- Directed by: Terry Burke
- Produced by: Terry Burke Don Haig
- Starring: Peter Muir Paul Amato
- Cinematography: Mark Irwin
- Edited by: Terry Burke Andy Malcolm
- Production companies: Movement Films Film Arts
- Release date: 1979;
- Running time: 8 minutes
- Country: Canada
- Language: English

= Track Stars: The Unseen Heroes of Movie Sound =

1979 Canadian documentary film

Track Stars: The Unseen Heroes of Movie Sound is a Canadian short documentary film, directed by Terry Burke and released in 1979. The film depicts the process of film sound through a portrait of two foley artists, Peter Muir and Paul Amato, creating sound for a film action sequence, using split screen photography to illustrate the creative process on one side, and the finished film on the other.

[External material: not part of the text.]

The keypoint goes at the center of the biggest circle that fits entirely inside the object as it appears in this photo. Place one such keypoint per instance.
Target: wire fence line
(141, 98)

The film won two Genie Awards at the 1st Genie Awards in 1980, for Outstanding Independent Film and Outstanding Sound in a Non-Feature Film (Burke, Tony Van den Akker, Al Caruso, Andy Malcolm). It received two other Genie nominations, for Best Theatrical Short Film (Burke, Don Haig) and Outstanding Editing in a Documentary, Non-Feature (Burke, Andy Malcolm). It was also the winner of an award for Film as Art from the National Educational Film Festival in Oakland, California, in 1980.